Auto insurance coverage options at a glance


Pays for others’ injuries and property damage if you cause an accident.

Personal injury protection (PIP) or medical payments (MedPay)

Pays for your and your passengers’ minor injuries no matter who causes an accident. PIP may also cover lost wages and other costs.

Uninsured/underinsured motorist

If someone else causes an accident, but doesn’t have sufficient liability insurance to cover treatments for you and your passengers’ injuries, these pay the difference.


Pays to repair your car after a crash you cause, or pays out your car’s estimated value if it’s totaled.


Covers theft and damage caused by vandalism or acts of nature (such as a tree limb falling on your car), among other things.

*Collision and comprehensive coverage, when purchased along with required coverage, are considered “full coverage” car insurance. Collision and comprehensive are optional unless you have an auto loan or lease from a finance company that requires them. You might be unable to purchase one without the other from some insurers.

State requirements aren’t coverage recommendations, just the minimum needed to drive legally in each state. Injuries and damage from a car accident can easily cost far more than the required minimum limits.

How to choose liability coverage limits

State requirements aren’t coverage recommendations, just the minimum needed to drive legally in each state.

You might not need much liability insurance if you have no assets to protect. Suing you would be pointless for the other party. But if you own a home and have savings, you need enough liability insurance to cover their value.

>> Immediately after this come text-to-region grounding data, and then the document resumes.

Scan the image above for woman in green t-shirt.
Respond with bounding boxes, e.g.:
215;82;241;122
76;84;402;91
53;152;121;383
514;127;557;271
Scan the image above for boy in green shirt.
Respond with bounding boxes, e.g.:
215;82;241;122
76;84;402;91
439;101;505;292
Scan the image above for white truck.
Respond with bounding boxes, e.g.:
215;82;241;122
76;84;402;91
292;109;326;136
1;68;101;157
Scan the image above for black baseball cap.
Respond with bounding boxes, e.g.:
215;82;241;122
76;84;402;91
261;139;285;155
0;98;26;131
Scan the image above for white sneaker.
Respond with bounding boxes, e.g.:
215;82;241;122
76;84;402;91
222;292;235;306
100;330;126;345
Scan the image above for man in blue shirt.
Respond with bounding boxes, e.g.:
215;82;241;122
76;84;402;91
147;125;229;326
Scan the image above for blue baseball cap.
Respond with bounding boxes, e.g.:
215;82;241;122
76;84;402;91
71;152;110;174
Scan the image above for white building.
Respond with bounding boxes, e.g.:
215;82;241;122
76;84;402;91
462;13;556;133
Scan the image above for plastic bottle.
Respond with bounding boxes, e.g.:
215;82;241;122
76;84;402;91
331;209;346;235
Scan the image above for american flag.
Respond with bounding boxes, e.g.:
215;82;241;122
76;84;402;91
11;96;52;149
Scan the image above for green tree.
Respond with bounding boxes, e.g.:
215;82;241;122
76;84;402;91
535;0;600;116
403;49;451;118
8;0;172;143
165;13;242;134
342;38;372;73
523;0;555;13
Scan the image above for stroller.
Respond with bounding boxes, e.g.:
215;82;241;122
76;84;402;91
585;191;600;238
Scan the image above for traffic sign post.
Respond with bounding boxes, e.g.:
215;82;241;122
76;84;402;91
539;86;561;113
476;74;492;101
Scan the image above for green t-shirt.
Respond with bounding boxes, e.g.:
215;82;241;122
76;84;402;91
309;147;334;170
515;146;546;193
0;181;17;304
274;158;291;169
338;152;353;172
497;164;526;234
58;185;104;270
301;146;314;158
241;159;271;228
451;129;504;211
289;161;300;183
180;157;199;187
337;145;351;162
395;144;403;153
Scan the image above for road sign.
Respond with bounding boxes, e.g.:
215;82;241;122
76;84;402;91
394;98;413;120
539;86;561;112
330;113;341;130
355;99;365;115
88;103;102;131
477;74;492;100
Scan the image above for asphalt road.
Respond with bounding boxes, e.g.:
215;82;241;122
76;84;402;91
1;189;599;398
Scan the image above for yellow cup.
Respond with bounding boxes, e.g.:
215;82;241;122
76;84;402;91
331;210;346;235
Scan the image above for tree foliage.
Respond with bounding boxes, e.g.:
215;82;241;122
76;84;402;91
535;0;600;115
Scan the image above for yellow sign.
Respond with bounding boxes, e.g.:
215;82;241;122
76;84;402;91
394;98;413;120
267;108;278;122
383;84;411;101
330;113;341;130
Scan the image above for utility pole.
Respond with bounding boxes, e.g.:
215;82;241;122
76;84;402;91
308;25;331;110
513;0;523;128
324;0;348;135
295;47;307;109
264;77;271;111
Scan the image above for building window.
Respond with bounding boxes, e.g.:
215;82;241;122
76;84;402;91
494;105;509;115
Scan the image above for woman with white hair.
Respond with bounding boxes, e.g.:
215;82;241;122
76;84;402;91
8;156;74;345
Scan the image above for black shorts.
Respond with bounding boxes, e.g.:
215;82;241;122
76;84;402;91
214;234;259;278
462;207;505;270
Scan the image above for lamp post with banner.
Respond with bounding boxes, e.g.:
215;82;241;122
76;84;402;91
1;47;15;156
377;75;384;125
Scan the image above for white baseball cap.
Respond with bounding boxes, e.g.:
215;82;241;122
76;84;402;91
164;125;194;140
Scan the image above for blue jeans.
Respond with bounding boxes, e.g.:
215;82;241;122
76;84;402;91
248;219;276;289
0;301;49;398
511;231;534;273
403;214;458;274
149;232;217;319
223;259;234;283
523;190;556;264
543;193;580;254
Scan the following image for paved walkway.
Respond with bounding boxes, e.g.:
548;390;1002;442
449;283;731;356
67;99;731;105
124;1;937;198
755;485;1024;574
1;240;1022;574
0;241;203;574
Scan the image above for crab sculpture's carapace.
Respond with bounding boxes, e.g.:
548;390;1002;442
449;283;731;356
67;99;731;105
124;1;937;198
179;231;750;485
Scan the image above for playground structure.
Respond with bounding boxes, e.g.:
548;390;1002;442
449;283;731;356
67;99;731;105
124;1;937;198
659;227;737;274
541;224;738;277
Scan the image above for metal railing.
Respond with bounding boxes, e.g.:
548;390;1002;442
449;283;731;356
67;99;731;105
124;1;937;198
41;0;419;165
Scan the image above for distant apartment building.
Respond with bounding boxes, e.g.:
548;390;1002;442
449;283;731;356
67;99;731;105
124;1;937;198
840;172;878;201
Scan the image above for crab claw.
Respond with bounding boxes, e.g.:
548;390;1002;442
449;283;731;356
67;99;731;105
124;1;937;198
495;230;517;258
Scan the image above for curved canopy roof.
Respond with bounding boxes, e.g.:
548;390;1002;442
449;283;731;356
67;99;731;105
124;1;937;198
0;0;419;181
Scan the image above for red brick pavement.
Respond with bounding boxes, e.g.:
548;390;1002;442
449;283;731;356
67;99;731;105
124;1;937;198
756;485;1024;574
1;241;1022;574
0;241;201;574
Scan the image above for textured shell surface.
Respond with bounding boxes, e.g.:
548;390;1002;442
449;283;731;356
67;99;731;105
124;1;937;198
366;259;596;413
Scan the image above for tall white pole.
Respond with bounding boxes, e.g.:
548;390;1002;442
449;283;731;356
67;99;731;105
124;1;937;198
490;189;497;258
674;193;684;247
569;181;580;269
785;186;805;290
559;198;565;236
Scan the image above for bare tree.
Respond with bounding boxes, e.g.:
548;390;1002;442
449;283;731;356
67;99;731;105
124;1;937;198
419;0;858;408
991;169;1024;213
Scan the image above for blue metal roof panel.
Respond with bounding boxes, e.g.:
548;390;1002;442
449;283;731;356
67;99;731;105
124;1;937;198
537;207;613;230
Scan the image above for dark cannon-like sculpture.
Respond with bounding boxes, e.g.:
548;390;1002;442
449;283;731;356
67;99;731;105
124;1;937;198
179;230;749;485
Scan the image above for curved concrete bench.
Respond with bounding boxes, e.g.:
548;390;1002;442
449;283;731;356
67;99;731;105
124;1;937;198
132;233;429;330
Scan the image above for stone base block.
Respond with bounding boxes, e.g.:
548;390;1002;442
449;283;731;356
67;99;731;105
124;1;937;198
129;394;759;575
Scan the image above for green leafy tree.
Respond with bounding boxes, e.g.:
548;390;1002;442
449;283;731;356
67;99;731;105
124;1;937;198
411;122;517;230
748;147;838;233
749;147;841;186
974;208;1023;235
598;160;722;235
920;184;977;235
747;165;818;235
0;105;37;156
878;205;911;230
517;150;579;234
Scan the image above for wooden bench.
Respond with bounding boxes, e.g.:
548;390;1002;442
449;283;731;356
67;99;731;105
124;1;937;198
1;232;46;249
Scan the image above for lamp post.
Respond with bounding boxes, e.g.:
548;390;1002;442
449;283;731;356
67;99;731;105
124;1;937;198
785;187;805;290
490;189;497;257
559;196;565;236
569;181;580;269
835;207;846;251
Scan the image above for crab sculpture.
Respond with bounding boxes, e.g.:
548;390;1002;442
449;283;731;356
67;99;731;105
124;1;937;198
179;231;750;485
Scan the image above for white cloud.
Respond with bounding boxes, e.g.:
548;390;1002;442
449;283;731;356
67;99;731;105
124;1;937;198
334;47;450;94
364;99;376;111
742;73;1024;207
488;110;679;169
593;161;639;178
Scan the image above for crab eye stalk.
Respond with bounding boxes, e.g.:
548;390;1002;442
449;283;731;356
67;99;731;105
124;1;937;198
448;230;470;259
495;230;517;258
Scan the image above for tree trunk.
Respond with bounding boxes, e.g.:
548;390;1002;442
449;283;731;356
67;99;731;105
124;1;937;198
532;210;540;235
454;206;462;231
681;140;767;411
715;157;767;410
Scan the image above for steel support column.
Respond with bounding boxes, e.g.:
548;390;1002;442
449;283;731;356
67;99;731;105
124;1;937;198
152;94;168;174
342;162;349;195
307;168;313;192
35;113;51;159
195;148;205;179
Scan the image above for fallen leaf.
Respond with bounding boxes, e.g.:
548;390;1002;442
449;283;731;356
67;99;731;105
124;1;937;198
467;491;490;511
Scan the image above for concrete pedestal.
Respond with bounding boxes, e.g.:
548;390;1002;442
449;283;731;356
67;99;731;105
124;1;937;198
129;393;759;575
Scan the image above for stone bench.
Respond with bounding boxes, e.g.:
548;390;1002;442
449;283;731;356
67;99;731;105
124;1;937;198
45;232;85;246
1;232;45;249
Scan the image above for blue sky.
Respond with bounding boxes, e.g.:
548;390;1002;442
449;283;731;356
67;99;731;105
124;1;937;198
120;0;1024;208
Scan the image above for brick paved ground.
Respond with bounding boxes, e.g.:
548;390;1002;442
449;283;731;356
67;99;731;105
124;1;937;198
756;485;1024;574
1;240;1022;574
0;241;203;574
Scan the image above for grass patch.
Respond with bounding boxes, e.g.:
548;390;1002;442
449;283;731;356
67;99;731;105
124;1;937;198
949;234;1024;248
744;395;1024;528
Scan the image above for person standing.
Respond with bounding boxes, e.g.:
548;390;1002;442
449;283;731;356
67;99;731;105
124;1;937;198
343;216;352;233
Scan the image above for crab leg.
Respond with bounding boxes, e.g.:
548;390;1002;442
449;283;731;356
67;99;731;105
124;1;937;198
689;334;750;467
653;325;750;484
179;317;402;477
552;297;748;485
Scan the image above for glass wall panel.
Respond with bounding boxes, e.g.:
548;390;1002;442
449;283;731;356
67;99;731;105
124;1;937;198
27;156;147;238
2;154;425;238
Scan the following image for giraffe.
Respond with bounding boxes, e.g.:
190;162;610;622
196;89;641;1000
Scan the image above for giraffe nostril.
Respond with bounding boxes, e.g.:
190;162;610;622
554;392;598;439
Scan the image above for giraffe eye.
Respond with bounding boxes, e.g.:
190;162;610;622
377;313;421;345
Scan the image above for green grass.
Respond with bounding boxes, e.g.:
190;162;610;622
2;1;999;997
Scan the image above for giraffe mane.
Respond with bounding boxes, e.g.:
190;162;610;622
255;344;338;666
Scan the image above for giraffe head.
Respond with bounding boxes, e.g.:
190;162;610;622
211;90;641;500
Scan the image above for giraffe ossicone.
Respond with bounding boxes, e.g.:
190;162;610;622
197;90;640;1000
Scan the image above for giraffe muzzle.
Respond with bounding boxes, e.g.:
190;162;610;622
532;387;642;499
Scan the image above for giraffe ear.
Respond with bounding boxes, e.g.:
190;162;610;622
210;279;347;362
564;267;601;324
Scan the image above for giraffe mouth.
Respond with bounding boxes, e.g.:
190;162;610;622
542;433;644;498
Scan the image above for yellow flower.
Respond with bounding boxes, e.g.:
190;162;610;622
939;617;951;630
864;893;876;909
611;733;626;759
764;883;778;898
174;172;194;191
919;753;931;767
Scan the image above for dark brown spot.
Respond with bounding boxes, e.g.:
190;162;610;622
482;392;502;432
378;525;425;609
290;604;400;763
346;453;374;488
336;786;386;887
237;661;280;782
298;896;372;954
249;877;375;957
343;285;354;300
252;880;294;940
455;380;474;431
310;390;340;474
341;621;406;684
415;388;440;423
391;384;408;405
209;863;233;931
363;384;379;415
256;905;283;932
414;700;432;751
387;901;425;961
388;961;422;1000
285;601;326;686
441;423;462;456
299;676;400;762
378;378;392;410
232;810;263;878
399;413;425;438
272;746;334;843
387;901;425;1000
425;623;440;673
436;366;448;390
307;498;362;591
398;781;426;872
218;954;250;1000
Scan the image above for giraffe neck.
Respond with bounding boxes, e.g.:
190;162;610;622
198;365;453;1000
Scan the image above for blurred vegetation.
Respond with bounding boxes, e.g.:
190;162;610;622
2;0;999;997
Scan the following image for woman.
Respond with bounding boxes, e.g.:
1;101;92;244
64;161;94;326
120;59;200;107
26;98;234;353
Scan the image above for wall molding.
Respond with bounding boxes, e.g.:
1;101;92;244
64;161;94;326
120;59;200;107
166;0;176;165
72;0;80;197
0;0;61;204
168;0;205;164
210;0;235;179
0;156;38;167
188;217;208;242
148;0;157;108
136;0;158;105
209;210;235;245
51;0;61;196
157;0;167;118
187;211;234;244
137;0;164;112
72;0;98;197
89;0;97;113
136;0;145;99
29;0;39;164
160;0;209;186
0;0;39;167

Add up the value of your home, cars, savings and investments, then subtract your debt to calculate your net worth. You’ll want total bodily injury limits (the middle number) at least that high. Options tend to come in $50,000 or $100,000 increments.

For example, if you found your net worth to be $220,000, a good policy might have 100/250/100 liability limits or higher. Property damage tends to cost less than injuries in an accident, so focus on the middle number when looking at coverage options.

The maximum liability insurance you can buy on a car insurance policy varies by company. Common maximum limits are:

  • $250,000 for injuries per person.

  • $500,000 for injuries total, per accident.

  • $100,000 for property damage.

Grab an umbrella to cover the excess

If you need more liability insurance coverage than a company offers, you might want umbrella insurance, also called excess liability insurance. It pays for costs exceeding the liability limits on your home or car insurance policy.

Be aware that you may have to purchase the maximum limits on your home or auto liability coverage (or both) before you qualify for an umbrella policy.

However, buying umbrella insurance is relatively inexpensive. A $1 million to $2 million umbrella policy costs about $380 a year, according to the Independent Insurance Agents and Brokers of America.